Thursday, January 17, 2008

EPA Posts Comments & Transcript On U.S. Steel Gary Works

Jan 17: U.S. EPA Region 5 has announced that comments it has received on its objections to a draft wastewater treatment permit for U.S. Steel Gary Works, in addition to a transcript of a December 11 public hearing on the issue [See WIMS 11/24/07], are available on its website. Copies will also be available at EPA's regional office in Chicago and the Gary Public Library, 220 W. 5th Street. EPA said it received more than 300 comments by the close of the comment period December 28, 2007. The Agency is currently evaluating the comments, will prepare responses to them and make sure that the Indiana Department of Environmental Management is informed of any significant issues raised.

Access an EPA announcement (click here). Access the comments and related information on the draft permit (click here). Access extensive information from IDEM on the permit (click here).

U.S. & Canada Harmonize Ballast Water Regs

Jan 16: The St. Lawrence Seaway Management Corporation (SLSMC) announced a further strengthening of ballast water management practices for the 2008 season. The regulatory initiative regarding ballast water management rules by its U.S. partner, the Saint Lawrence Seaway Development Corporation (SLSDC), will result in all ocean vessels being subjected to a consistent and rigorous inspection process in Montreal, before they enter the Seaway / Great Lakes. Since 2006, all ocean vessels bound for a Canadian port have been subjected to ballast water inspections, to ensure that water within the ballast tanks adheres to a minimum level of salinity of 30 parts per thousand. With the harmonization of U.S. and Canadian standards, all vessels entering the Seaway, irrespective of their destination, will be subjected to the same inspection process.

Beginning with the 2008 navigation season, all ocean vessels, including those with "no ballast on board", will be subjected to an inspection, covering 100% of ballast water tanks. The inspection process will ensure that the vessel -- while still a minimum of 200 km offshore -- flushed all of its tanks with salt water. On subsequent transits during the year, the vessel will again be subjected to a series of inspections, with the objective of ensuring that the vessel’s crew is strictly adhering to the salt water flushing practice.

Salt water acts as a natural biocide against fresh water organisms found in ballast water. A recent study led by the U.S. National Oceanic and Atmospheric Administration and the University of Michigan found this practice to be a highly effective means to eradicate organisms suspended in ballast water (including zebra mussels). The new harmonized regulations will ensure that all ocean vessels flush their ballast tanks with salt water, well before they enter U.S. or Canadian waters.

Richard Corfe, President and CEO of the SLSMC, stated that “this agreement demonstrates the resolve of the Seaway corporations, the Canadian and U.S. governments, and that of the marine industry to effectively manage ballast water, and apply industry leading best practices to each and every ocean vessel entering our system.

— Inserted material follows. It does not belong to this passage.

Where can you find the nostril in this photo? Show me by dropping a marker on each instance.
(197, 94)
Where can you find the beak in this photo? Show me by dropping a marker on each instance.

The Healing Our Waters-Great Lakes (HOW) Coalition issued a statement saying, "The proposed rule is a helpful interim measure, but is no substitute for what’s most needed now: a comprehensive solution to aquatic invasive species transported in ballast water. Until Congress addresses the issue head-on, the problem will continue to get worse and cost more money. Salt-water flushing will reduce, but not completely eliminate, the problem of aquatic invasive species because of the wide range of salinity tolerances in living organisms. In addition, unless conducted properly, saltwater flushing will not be effective against organisms found in the sediment and sludge of ocean-going vessels. Among other things, ballast tanks must be regularly and thoroughly cleaned to remove all sediment, and sufficient quantities of ocean water must be used when flushing.”

Access a release from SLSMC (
click here). Access the SLSMC website (click here). Access a release from SLSDC (click here). Access the SLSDC website (click here). Access the SLSMC Ballast Water website for extensive information (click here). Access the HOW statement (click here).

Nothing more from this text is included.